The domain name business in Africa is being stymied by a lack of policies to spell out the role of registrars and other potential players, according to industry insiders.
Top Level Domain registries are held by private entities with no guidelines on how to involve registrars in selling domains locally or on marketing models they can employ.
The private-public partnership model involving governments, private sector, academia and civil society in management of TLD registries has been viewed as an appropriate model, but a lack of clear guidelines has stunted growth.
The lack of clear policies was demonstrated in Kenya earlier this month during the Annual General Meeting of the Kenya Network Information Center (Kenic), which remains the .ke domain administrator. In accordance with this year's Kenya Communications Amendment Act, Kenic wants to incorporate a subsidiary to manage that domain.
The Act also requires Kenic to apply for a license in order to continue operating the .co.ke, .sc.ke, .go.ke and other domains. To do all this, Kenic needs approval from the Communications Commission of Kenya.

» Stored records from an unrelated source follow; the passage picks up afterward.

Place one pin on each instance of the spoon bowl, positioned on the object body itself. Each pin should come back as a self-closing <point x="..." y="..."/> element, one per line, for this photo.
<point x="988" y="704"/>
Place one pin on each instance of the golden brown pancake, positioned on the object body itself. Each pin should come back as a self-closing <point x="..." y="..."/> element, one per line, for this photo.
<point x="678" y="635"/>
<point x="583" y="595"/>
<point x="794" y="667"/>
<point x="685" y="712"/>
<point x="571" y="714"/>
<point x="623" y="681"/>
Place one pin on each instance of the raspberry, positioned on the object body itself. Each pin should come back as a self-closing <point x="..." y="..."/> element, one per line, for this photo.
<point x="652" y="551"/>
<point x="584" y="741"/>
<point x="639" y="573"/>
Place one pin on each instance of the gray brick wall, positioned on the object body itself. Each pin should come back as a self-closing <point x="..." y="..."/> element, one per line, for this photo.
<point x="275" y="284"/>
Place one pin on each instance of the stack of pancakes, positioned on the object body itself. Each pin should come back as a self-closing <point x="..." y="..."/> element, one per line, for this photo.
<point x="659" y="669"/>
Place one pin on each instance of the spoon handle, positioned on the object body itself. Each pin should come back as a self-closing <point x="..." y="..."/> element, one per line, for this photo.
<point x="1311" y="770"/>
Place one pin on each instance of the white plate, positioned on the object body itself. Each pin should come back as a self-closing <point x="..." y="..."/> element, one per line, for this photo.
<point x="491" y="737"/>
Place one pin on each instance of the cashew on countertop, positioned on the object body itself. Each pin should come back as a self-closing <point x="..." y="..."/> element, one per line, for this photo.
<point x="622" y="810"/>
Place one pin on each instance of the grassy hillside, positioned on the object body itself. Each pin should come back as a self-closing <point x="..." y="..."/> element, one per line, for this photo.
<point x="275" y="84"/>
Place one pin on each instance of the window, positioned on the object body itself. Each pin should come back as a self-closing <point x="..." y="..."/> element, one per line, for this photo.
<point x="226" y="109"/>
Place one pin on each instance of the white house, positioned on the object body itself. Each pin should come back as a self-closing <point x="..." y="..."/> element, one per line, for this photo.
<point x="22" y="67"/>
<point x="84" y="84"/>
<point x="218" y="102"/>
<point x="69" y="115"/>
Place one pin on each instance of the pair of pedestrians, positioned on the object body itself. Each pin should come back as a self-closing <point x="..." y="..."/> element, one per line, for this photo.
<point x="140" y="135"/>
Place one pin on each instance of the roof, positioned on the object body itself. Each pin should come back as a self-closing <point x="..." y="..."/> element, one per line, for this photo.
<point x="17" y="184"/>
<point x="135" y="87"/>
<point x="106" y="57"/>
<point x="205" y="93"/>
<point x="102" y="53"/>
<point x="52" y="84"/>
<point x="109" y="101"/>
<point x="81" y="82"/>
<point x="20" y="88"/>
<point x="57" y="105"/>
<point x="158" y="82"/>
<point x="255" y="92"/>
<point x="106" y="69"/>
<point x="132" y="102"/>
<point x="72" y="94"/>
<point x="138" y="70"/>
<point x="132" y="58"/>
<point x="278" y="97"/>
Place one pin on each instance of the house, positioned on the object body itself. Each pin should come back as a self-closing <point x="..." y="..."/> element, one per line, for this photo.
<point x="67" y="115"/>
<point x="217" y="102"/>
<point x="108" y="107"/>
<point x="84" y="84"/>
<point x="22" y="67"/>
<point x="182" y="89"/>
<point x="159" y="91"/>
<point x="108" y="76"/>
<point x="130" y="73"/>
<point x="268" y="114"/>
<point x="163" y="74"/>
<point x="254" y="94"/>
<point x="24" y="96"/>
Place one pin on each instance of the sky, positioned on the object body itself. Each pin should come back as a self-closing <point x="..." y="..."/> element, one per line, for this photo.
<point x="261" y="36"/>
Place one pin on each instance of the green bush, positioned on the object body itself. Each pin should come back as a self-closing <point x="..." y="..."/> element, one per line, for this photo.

However, the CCK holds a seat on Kenic's board.
Given possible conflict of interest, the participants at the Kenic general meeting were at a loss about how to proceed.
Participants also questioned the technical ability of the CCK and why that body should license registry operators, since it was a function that used to be undertaken by Kenic.
"Clear policies is not only a need for Africa -- even some governments in other regions still need to locate their ccTLDs within their broader national ICT agenda," said Vika Mpisane, general manager of the .za domain authority in South Africa.
The case of Kenya attracted heated debate in online forums as TLD managers in other African countries wondered whether introduction of licenses is a way for CCK to take over management responsibilities.
"I know of a successful ccTLD in Europe that was almost taken over by local radicals and the ccTLD's main weakness was that it is not protected by national policy or legislation," added Mpisane.
"We fought a long battle since the days of telecom monopoly for Kenic to have the role it has today; there is no way we can change if it will result in CCK taking back the responsibility of Kenic," said Richard Bell, managing partner of East Africa Capital Partners.
Previously Kenic was tasked with licensing other registries, but the law opens the door for the government to appoint its own registry for the .go.ke namespace, which hosts government-related domains.